Werknemer is in 1978 in dienst getreden van (een rechtsvoorganger van) NS Reizigers (hierna: NSR). Laatstelijk is hij werkzaam geweest in de functie van Assistent Service & Veiligheid uitgevoerd. Op 26 december 2009 is werknemer met knieklachten uitgevallen en sindsdien volledig arbeidsongeschikt voor het eigen werk. Met ingang van 26 december 2011 is een WGA uitkering toegekend op basis van een arbeidsongeschiktheidspercentage van 39,90%. NSR verzoekt ontbinding van de arbeidsovereenkomst. Daartoe wordt gesteld dat het niet is gelukt om te komen tot re-integratie in andere passende werkzaamheden. Er is zowel intern als extern gezocht. Er is geen zicht op herstel. In een beschikking van 17 december 2012 heeft het UWV een ontslagaanvraag als prematuur afgewezen. Sindsdien is de situatie niet gewijzigd. Medisch is er geen verbetering en ondanks alle inspanningen is het niet gelukt een structurele, aangepaste dan wel andere passende functie voor werknemer te vinden.

De kantonrechter oordeelt als volgt. NSR stelt terecht dat voor de beoordeling van dit verzoek getoetst kan worden aan de hand van artikel 5.2 Ontslagbesluit. Het geschil tussen partijen betreft uitsluitend de vraag of NSR redelijkerwijs de mogelijkheid heeft om werknemer binnen 26 weken in haar organisatie te herplaatsen. Daar waar het te hanteren criterium een redelijkheidsoordeel in zich heeft, geldt dat daarvoor geen absolute maatstaf is te geven maar dat aan de hand van de concrete omstandigheden van het geval beoordeeld moet worden of aan dit vereiste voldaan is. Als uitgangspunt geldt dat in dit geval, gelet op de leeftijd van werknemer en diens bijzonder lange dienstverband bij NSR, in combinatie met zijn lage opleidingsniveau en de bij hem aanwezige beperkingen, factoren die het vinden van ander werk buiten de organisatie van NSR nagenoeg onmogelijk zullen maken, veel van NSR gevraagd mag worden. Dat wordt versterkt door het feitelijke gegeven dat NSR een bijzonder grote organisatie is. Voorts ligt het primair op de weg van de werkgever om aan zieke, gedeeltelijk arbeidsongeschikte, werknemer passende arbeid te bieden. De werkgever moet actief zoeken en bemiddelen naar passend werk binnen het eigen bedrijf. Werknemer heeft zich steeds gepresenteerd als een zeer gemotiveerde medewerker die zelf veel initiatief genomen heeft om werkzaamheden te verrichten, ook op tijdelijke basis in niet structureel werk, waarbij door hem een bijdrage aan de onderneming is geleverd. Evenzo moet vastgesteld worden dat ook NSR veel heeft gedaan (o.a. cursussen, assessment, re-integratiebegeleiding en activiteiten in tweede spoor). Wel had NSR in het kader van de herplaatsing meer de regie moeten voeren.

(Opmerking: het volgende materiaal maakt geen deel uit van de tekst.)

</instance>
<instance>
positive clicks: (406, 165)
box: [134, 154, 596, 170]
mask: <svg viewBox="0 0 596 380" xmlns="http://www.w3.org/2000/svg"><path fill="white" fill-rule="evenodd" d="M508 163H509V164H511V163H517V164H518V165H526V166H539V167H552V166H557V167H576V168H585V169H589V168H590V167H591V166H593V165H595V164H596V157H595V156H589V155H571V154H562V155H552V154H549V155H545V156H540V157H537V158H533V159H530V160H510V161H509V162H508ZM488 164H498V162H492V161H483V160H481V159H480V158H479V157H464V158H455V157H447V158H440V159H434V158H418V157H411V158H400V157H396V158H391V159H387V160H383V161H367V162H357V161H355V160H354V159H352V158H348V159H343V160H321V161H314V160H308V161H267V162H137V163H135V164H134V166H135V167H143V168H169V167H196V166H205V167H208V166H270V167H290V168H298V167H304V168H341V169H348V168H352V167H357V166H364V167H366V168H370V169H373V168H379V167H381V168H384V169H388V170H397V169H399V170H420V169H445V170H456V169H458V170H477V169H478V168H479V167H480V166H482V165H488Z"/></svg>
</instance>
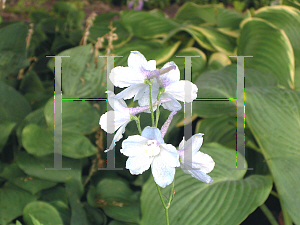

Nog altijd kan niet met zekerheid gezegd worden dat er voor werknemer binnen de organisatie van NSR daadwerkelijk geen passende structurele werkzaamheden meer voorhanden zijn. Eerder hebben de eigen arbeidsdeskundige en de arbeidsdeskundige van het UWV in het kader van de WIA-beoordeling al aangegeven dat er binnen NSR mogelijkheden moeten zijn. De motivatie van werknemer om bij NSR te blijven werken is een factor waaraan niet voorbij gegaan kan worden. Ook in het assessment zijn voldoende aanknopingspunten te vinden waaruit volgt dat er een reële succeskans is. Alvorens mogelijk in de toekomst alsnog tot ontbinding kan worden overgegaan dient NSR nu alsnog de regie te nemen en deugdelijk te motiveren en te onderbouwen waarom bepaalde vacatures die door werknemer geduid worden niet passend zijn en ook niet passend gemaakt kunnen worden. Dat betekent niet dat een geheel nieuwe functie gecreëerd hoeft te worden, maar wel dat bezien wordt of met beperkte -van NSR redelijkerwijs te vergen- aanpassingen alsnog tot inschakeling in arbeid gekomen kan worden, eventueel voor een beperkter aantal uren. Niet iedere aanpassing kan redelijkerwijs gevergd worden, maar wel mag gevraagd worden dat NSR zich steeds de vraag stelt wat er binnen redelijke grenzen mogelijk is. Het verdient vervolgens aanbeveling dat NSR werknemer niet op zo’n functie laat solliciteren, maar hem daarop plaatst. Volgt afwijzing van het ontbindingsverzoek.